A film portraying the Battle of Chosin Reservoir during the Korean War is set to become the biggest box-office hit of 2021, after grossing $633.2 million in China during the first 10 days of its theatrical release.
The Battle at Lake Changjin is projected to earn a total of $830 million during its theatrical run in China, a total which would make it the top-grossing film of the year. Its budget was more than $200 million, making it the most expensive Chinese production to date.
The Battle of Chosin Reservoir was fought between the People’s Volunteer Army (PVA) of China and those forces under the United Nations during the Korean War. From November 27 to December 13, 1950, UN forces, including the US Army, advanced into North Korea in an attempt to destroy the remaining Korean People’s Army (KPA) units and reunite Korea under a single government.
It was hoped the battle would be the final offensive of the conflict. In late November, Task Force MacLean and the 7th Infantry Division were part of the US Army’s X Corps, under the command of Major General Edward M. Almond. They and other UN forces were steadily advancing along the eastern side of the Korean peninsula, toward the Yalu River, when on November 27 they were surprised by PVA forces.
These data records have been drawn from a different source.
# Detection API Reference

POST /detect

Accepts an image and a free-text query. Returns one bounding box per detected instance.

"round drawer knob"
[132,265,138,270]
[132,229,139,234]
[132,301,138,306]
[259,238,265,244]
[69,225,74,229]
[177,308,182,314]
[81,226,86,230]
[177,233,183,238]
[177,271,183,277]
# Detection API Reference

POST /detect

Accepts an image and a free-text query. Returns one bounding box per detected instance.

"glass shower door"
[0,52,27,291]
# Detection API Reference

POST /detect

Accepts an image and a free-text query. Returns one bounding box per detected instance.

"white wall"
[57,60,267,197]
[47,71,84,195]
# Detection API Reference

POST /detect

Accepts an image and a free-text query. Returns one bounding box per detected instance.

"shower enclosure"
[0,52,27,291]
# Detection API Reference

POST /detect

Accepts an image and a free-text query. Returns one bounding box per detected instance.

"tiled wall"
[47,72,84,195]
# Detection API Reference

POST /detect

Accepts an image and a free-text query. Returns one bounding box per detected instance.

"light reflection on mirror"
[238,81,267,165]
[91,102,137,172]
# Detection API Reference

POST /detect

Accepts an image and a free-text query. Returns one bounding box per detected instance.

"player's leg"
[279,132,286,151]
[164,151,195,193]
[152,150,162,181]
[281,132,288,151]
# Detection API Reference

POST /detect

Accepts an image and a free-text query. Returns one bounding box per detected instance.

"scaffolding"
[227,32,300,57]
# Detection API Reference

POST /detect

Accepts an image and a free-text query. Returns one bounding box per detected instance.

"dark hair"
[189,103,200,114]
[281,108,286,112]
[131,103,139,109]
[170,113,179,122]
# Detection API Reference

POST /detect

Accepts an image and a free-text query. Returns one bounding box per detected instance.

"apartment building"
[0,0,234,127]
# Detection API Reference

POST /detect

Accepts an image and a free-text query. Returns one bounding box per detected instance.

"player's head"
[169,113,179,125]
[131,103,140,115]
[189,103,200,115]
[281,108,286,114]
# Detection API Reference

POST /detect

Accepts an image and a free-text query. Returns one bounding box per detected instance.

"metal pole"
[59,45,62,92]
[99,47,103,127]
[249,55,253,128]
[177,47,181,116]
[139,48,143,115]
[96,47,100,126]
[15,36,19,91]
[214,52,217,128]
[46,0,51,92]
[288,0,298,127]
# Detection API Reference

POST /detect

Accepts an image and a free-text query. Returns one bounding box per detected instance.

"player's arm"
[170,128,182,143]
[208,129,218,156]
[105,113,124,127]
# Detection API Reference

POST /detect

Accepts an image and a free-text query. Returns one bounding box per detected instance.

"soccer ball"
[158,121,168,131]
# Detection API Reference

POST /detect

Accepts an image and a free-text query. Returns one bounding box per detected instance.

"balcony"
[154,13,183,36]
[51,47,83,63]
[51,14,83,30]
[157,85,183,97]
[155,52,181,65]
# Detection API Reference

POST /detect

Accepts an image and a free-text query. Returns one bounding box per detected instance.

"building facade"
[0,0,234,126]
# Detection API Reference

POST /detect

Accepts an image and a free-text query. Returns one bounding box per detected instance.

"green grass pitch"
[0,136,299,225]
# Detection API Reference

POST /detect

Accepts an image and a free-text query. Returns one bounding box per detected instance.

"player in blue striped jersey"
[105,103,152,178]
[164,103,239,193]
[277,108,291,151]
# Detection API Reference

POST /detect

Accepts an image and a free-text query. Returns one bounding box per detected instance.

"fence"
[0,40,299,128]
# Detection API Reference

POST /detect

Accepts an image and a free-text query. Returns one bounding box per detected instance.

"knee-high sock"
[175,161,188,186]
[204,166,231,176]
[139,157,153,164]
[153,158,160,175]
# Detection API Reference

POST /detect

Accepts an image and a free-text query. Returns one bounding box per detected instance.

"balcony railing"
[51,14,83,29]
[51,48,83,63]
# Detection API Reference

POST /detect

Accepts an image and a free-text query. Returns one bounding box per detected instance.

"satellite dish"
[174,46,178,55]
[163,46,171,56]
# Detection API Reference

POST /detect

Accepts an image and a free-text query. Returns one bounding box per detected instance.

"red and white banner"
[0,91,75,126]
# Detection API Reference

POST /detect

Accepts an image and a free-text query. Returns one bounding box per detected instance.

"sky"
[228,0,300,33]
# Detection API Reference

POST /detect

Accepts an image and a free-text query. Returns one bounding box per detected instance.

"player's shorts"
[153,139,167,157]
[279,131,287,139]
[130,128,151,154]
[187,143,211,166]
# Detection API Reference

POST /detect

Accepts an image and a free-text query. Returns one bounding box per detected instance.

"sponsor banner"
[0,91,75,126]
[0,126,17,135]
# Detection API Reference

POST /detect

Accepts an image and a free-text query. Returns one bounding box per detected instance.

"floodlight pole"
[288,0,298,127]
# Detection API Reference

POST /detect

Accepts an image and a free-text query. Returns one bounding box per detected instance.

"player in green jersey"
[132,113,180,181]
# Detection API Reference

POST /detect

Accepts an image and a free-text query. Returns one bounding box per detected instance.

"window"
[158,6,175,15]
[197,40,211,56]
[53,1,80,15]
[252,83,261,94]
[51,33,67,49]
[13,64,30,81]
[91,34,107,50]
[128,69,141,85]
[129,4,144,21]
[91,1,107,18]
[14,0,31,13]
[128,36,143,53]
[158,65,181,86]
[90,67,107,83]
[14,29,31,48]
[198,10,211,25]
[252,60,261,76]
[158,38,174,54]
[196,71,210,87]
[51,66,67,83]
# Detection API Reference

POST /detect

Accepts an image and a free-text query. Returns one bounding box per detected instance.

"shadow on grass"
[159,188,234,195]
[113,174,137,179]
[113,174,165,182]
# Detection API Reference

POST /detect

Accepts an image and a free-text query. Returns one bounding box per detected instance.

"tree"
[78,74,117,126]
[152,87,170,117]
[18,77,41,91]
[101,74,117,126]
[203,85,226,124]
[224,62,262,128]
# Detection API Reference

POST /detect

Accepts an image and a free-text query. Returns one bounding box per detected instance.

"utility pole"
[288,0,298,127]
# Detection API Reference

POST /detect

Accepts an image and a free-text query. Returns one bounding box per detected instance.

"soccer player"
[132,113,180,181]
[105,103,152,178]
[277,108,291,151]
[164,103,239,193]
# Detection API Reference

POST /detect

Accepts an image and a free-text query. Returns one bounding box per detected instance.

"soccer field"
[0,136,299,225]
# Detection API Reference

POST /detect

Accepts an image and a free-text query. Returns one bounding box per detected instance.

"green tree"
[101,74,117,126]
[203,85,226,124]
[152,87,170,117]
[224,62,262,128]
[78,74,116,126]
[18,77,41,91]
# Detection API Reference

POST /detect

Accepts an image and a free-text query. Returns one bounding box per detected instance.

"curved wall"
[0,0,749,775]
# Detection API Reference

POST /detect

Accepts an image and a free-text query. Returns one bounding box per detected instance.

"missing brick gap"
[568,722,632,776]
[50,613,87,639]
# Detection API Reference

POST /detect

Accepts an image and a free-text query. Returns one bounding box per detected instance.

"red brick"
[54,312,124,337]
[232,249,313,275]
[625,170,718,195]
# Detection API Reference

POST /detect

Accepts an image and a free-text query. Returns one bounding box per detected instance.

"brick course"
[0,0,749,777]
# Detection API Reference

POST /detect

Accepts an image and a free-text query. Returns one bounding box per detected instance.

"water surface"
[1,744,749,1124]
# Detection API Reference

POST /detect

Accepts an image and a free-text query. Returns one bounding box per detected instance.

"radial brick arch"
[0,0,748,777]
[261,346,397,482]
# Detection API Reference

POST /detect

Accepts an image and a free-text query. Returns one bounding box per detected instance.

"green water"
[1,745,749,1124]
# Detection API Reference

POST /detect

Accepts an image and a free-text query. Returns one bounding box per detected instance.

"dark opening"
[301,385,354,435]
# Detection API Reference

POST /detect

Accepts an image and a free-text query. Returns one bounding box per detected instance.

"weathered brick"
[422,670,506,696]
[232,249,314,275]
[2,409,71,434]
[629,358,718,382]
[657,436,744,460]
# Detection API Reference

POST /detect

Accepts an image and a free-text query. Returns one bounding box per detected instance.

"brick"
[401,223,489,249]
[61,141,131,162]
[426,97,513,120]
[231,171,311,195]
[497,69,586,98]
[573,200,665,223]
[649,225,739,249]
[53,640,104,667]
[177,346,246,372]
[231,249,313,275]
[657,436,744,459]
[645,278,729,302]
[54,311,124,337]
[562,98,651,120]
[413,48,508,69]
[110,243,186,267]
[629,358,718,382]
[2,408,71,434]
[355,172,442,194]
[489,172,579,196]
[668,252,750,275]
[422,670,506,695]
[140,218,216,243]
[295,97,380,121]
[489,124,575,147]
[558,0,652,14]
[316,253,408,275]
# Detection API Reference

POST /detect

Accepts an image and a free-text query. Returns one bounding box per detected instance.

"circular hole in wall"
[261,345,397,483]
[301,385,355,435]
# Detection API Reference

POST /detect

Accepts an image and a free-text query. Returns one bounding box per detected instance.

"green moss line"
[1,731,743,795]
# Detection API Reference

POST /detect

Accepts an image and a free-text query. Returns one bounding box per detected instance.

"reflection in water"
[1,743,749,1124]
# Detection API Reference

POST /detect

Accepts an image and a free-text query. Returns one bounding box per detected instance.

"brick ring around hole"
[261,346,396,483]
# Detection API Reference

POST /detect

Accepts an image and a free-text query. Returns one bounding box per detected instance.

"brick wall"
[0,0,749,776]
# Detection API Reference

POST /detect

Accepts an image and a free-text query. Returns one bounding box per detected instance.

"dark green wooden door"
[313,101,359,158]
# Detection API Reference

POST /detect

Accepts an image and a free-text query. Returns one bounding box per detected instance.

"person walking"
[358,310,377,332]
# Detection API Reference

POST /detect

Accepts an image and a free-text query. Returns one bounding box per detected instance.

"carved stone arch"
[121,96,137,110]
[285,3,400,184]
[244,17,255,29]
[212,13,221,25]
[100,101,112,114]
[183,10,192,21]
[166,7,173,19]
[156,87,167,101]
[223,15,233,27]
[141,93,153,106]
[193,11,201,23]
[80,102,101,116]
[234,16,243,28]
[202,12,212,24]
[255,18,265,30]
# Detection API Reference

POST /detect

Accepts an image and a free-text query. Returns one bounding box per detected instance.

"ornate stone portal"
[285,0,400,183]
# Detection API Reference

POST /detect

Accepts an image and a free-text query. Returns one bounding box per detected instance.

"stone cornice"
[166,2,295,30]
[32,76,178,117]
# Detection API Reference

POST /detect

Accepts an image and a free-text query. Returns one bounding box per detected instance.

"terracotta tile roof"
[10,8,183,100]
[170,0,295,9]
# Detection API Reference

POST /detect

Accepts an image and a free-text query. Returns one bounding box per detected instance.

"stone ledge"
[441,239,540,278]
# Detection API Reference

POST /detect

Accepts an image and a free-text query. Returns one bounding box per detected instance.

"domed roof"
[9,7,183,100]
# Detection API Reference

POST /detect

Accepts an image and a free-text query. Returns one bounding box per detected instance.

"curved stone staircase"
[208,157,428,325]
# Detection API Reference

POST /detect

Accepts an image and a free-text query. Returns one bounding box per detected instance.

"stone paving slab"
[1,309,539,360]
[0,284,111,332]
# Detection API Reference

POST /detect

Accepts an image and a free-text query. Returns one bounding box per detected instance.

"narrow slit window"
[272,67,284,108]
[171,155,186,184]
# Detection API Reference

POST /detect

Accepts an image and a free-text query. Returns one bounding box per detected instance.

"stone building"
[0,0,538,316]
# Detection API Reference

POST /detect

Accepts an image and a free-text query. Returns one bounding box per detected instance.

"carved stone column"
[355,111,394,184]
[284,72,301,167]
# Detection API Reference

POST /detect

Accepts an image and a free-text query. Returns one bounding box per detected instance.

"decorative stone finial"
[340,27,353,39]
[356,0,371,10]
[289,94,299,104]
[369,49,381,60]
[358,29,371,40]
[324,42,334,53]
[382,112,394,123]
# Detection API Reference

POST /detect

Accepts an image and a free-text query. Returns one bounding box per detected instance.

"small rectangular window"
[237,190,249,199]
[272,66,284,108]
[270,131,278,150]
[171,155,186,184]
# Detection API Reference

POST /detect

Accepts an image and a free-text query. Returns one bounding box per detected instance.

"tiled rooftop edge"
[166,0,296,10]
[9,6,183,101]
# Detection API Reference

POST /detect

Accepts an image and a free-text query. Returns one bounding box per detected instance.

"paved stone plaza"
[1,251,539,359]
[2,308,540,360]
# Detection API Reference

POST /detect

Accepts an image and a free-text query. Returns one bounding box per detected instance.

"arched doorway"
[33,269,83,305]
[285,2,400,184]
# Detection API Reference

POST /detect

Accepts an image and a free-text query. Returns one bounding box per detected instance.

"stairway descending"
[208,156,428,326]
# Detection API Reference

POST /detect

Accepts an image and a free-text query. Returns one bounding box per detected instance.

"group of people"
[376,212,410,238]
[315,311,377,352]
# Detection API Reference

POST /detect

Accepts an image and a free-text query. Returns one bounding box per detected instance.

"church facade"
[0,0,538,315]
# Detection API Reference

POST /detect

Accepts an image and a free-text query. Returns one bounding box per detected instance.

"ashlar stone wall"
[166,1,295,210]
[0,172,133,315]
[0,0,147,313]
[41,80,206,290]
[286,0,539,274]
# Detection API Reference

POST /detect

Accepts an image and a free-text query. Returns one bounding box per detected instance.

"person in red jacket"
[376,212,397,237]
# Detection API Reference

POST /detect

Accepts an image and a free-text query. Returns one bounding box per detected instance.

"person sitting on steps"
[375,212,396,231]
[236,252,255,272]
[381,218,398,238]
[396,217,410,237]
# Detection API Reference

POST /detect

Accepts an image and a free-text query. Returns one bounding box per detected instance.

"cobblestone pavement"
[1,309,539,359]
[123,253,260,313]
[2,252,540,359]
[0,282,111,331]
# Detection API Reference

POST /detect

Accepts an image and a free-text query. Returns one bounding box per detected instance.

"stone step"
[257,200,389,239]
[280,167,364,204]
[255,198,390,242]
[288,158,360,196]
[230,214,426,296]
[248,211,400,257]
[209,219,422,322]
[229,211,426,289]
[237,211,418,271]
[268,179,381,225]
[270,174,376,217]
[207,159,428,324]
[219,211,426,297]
The 30,000 UN troops, under the field command of Major General Oliver P. Smith, were surrounded by 120,000 Chinese soldiers ordered to destroy their units. The rough terrain and conditions made the fight difficult, and after 17 days the UN forces retreated down the Korean peninsula to the port of Hungnam and withdrew from North Korea, suffering heavy casualties.
While the Battle of Chosin Reservoir is portrayed by American historians as a US-led fight for survival against incredible odds, the perspective brought forth by The Battle at Lake Changjin tells a different story. It portrays a brave and fierce “volunteer” fighting force facing the US Army and its leader, General Douglas MacArthur.
Its official description reads:
“Set in the Second Phase Offensive of the Korean War, The Battle at Lake Changjin tells an epic historical tale: 71 years ago, the People’s Volunteer Army (PVA) entered North Korea for battle. Under extreme freezing conditions, the troops on the Eastern Front pursued with fearless spirit and iron will as they courageously fought the enemy at Lake Changjin (also known as Chosin Reservoir). The battle was a turning point in the Korean War, and demonstrated the courage and resolve of the PVA.”
The film stars Wu Jing, who is known for playing characters who embody China’s self-image as the world’s most benevolent nation, as well as English-speaking actors who have made careers out of playing the enemy in Chinese-language films.
The film is seen by many to be a form of Chinese propaganda. An article published in the New York Times called it a government-sponsored movie made to resonate with the viewing public at a time when relations between China and the US are strained.
It has also caused anger in South Korea, where it’s been called out for its historical inaccuracies. South Korean senior diplomat Ra Jong-yil, who fought in the Korean War, called it “nonsense” and “whitewashing” and accused it of changing the narrative of the conflict.
There is currently no word of a US release date for The Battle at Lake Changjin.